Our hero, Pechorin, it turns out, had a touch of the Byronic romantic in him, but he’s as heroic as the whole platoon of Modernist bad boys from Raskolnikov in “Crime and Punishment’’ to Tom Ripley in the Patricia Highsmith novels. He is a charismatic fellow whose company is fervently sought out by men as well as women; he is an adventurer; and he is hopelessly bored with life.
So was Mikhail Lermontov being ironic calling him a hero of his time? Not really. Perhaps the most haunting paragraph, or at least the most telling, in the book is the last one in the foreword to Pechorin’s diaries by the anonymous narrator: “Perhaps several readers will want to know my opinion of Pechorin’s character? My reply is the title of this book. ‘What vicious irony!’ they will say. I’m not so sure.’’
In what way, then, is Pechorin, a 25-year-old army officer, heroic? Not, certainly, for his bravery in battle. Ultimately, it’s for his willingness to absorb life’s often cruel twists of fate, as well as its absurdities, and to go on from there. One could even say he’s sowing the seeds of existentialism when Pechorin says, “I love to doubt everything; this inclination of mind doesn’t hinder the decisiveness of a character - on the contrary, as far as I am concerned, I am always braver going forward when I don’t know what to expect. After all, nothing can happen that is worse than death - and you can’t avoid death!’’
The clearness of the prose, though, should be proof enough that this is no philosophical tract. Lermontov rarely casts judgment, good or bad, on Pechorin’s actions. He can be almost as much of a cad as Alex in “A Clockwork Orange,’’ but his heart can swoon at a Wordsworthian nature scene, just as Alex loved his Ludwig Van. While Lermontov doesn’t judge Pechorin, he does give him the power of introspection. He’s constantly wondering what drove him to his profligacy. What cruelty from others made him amoral? Why does he flit from woman to woman?

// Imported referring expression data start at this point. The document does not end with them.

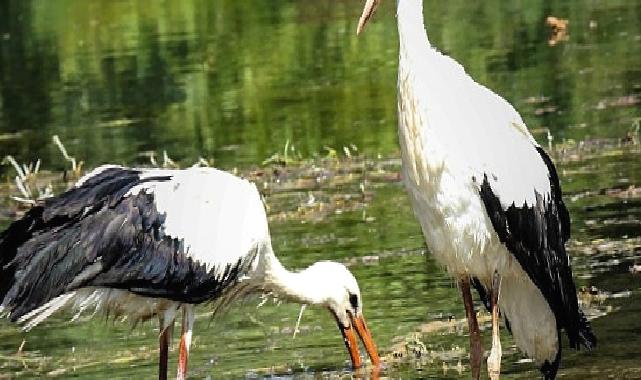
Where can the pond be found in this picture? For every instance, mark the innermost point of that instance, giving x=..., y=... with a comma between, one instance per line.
x=250, y=85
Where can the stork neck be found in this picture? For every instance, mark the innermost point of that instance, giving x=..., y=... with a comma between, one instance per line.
x=411, y=28
x=302, y=287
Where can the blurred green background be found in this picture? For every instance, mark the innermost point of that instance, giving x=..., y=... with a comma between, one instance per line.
x=235, y=81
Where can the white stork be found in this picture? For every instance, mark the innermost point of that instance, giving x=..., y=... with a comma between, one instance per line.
x=151, y=242
x=487, y=197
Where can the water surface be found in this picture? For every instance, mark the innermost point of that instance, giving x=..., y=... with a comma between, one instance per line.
x=237, y=81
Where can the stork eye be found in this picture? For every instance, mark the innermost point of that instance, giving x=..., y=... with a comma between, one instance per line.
x=353, y=300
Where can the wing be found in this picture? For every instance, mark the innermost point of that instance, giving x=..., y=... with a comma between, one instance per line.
x=535, y=233
x=106, y=232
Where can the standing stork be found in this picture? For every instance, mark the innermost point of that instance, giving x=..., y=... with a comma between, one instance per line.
x=487, y=197
x=146, y=243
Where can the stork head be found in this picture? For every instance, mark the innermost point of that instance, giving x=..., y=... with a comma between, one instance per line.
x=338, y=291
x=368, y=12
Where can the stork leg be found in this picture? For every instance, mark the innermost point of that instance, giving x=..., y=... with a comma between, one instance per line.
x=166, y=330
x=185, y=341
x=494, y=360
x=476, y=349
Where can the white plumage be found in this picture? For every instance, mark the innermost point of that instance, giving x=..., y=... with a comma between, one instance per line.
x=152, y=242
x=487, y=197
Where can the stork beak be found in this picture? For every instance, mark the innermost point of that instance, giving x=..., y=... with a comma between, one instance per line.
x=358, y=326
x=368, y=12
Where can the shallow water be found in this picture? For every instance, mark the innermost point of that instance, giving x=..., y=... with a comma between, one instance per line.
x=239, y=82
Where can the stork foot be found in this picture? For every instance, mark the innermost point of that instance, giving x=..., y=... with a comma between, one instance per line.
x=476, y=347
x=494, y=360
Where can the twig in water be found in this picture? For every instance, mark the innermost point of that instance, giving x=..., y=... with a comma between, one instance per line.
x=300, y=316
x=63, y=150
x=21, y=347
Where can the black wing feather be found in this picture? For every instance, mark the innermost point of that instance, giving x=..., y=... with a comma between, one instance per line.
x=536, y=235
x=93, y=235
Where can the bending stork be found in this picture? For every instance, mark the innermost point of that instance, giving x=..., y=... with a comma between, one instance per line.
x=487, y=197
x=148, y=243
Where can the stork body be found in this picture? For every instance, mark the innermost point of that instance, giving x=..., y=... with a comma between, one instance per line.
x=150, y=243
x=487, y=197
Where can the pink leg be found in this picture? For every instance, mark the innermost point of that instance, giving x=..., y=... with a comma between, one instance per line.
x=165, y=339
x=185, y=341
x=476, y=348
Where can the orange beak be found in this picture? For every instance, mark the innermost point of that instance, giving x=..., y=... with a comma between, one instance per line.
x=358, y=326
x=368, y=12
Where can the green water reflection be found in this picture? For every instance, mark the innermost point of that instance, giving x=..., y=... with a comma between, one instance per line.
x=235, y=80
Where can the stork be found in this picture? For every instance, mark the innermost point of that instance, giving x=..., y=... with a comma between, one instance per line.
x=488, y=200
x=151, y=243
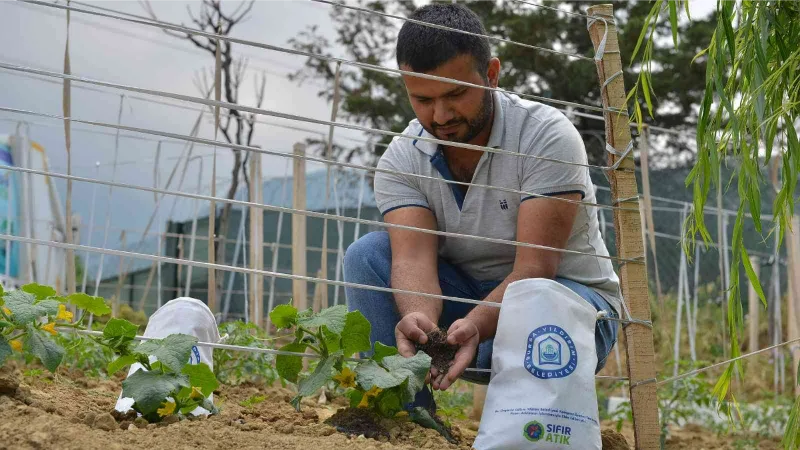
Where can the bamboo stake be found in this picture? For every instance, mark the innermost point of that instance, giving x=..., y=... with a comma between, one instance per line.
x=628, y=227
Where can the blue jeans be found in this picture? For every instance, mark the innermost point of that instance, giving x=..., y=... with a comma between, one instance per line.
x=368, y=261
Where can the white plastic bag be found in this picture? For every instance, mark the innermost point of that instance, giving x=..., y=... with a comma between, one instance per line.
x=186, y=316
x=542, y=391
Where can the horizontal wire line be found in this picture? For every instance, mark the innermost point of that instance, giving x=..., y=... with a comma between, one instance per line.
x=174, y=105
x=366, y=66
x=287, y=116
x=454, y=30
x=224, y=267
x=269, y=351
x=313, y=159
x=703, y=369
x=553, y=8
x=319, y=215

As playwright-filmmaker Neil LaBute says in his foreword, Lermontov’s importance as a novelist was in not giving us any road map to the soul. LaBute has been criticized for much the same thing as Lermontov was in his day: for laying down the rawness of human nature without drawing any easy conclusions about that rawness.
It’s easy to be glib about human baseness. The test, which both Lermontov and LaBute pass, is for the artist to personalize his or her characters’ behavior in fresh ways that don’t bend to instant analysis.
In Lermontov’s case, he also walks a fascinating line between literary forms. Parts of “A Hero of Our Time’’ read like Arthur Conan Doyle’s relatively simple adventure tales, “Brigadier Gerard,’’ but then Lermontov subverts our expectations with glimpses into the abyss. Should we despise Pechorin, admire him, or just let the mystery be?
Pechorin does spend a fair amount of time wondering about another Modernist question, identity. Has he been master of his fate or is everything predetermined? Why does his pity for others not move him to change his behavior?
All he knows for sure is that “nothing is ever enough.’’ Lermontov knew it, too, and was able to fashion a high-spirited novel of his time, and, it turns out, of ours, from such potentially nihilistic material.